Neuralstem's Human Stem Cells Integrate into Nervous System of Rats with Animal Model of ALS
News Mar 10, 2009
Transplanted human neural stem cells (hNSCs) developed by Neuralstem, Inc. made synaptic contacts with the motor neurons of rats with ALS-like symptoms, a paper published in the current online edition of the Journal of Comparative Neurology reported. This constitutes evidence that the transplanted cells integrated into the nervous system of the host. The rats had a genetic mutation called SOD-1 G93A which gives them a disease similar to ALS in humans.
"This is the first demonstration of transplanted human neurons synapsing, or making mature structural connections, with the rat motor neurons, something which has not been demonstrated before," said Dr. Karl Johe, Neuralstem's Chief Scientific Officer and a study co-author.
"Our earlier work with this ALS model showed that the stem cells delayed onset of the disease and played a neuroprotective role. Now we have clear evidence that they can become an integral part of the rat nervous system that controls the muscles. I would expect these cells to be readily accepted by and integrated into a human nervous system, such as in an ALS or a spinal cord injury patient."
"This is an important milestone for Neuralstem," said Richard Garr, CEO and President. "The underlying basis for 'replacement' therapy is that the cells can integrate into the host to provide function in addition to providing neuroprotection. We are pleased to be the first to demonstrate that our technology passes that test. Our application to begin the first human clinical trial to treat ALS with neural stem cells is currently under review by the FDA. We are delighted that our continuing animal work adds support for the potency of our cells to address progressive neurological degenerations."
In a study conducted at Johns Hopkins Medical Institutions, laboratory-grown human neural stem cells (hNSCs) isolated from a fetal spinal cord region were grafted into the spinal cord of rats with a genetic mutation (SOD-1 G93A) that gives them a disease like a particularly aggressive form of ALS. These rats received live-cell grafts or dead-cell grafts as controls.
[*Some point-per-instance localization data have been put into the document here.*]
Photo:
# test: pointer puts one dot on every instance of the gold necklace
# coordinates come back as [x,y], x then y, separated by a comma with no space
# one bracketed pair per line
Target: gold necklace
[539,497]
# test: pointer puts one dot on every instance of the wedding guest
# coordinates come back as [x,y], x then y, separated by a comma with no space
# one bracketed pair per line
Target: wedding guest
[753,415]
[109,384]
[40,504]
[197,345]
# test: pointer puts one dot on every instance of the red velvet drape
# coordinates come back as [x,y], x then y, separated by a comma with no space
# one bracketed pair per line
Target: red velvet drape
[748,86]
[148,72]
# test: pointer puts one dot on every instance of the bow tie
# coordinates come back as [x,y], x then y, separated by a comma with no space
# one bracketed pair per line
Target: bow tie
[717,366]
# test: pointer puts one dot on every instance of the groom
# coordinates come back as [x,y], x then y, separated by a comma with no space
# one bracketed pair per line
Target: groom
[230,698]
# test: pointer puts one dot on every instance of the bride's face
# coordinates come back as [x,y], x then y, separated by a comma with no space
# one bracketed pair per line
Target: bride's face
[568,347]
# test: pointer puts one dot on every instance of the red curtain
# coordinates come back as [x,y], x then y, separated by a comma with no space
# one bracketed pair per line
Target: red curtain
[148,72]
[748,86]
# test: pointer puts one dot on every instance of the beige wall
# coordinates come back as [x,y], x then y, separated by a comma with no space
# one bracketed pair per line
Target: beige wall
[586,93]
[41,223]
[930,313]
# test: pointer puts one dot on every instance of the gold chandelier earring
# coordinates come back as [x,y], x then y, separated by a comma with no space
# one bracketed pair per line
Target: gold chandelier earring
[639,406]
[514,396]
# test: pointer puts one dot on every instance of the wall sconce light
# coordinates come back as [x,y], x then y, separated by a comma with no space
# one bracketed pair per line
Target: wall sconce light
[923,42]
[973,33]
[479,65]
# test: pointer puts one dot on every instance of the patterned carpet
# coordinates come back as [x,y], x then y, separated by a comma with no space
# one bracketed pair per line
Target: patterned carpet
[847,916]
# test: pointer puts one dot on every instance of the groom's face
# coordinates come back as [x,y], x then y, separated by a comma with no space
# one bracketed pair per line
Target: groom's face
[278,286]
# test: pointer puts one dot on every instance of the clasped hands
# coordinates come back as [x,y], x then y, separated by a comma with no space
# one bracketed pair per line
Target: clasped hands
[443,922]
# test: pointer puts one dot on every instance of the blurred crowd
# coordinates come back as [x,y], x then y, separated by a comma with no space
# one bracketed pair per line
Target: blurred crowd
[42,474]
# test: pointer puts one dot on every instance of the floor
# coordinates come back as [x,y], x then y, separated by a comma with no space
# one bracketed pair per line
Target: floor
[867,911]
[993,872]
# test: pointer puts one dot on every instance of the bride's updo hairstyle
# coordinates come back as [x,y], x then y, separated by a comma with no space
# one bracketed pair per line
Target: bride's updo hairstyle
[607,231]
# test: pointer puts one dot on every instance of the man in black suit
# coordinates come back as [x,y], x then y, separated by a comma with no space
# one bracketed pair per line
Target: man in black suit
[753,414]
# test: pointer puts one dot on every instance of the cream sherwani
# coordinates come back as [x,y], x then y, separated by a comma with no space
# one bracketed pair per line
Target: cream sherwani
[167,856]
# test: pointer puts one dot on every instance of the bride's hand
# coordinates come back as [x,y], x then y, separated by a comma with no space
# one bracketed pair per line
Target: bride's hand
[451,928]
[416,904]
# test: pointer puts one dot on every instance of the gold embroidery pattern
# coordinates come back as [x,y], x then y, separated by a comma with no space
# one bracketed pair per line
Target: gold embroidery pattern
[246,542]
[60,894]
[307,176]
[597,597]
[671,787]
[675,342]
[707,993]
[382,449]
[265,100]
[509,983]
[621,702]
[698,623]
In addition, four healthy rats (Spague-Dawley) received live-cell grafts to rule out whether or not any cell activity could be attributed solely to ALS in the SOD-1 rats.
The rats had been injected with a tracing material to track and characterize the synaptic connections. 40 days after transplantation, the tissues were examined. In the rats receiving live-cell grafts, a large number of host motor neurons had been contacted by human neurons differentiated from the grafted neural stem cells. This occurred in both the ALS model and healthy rats, indicating that the activity was not a result of the disease.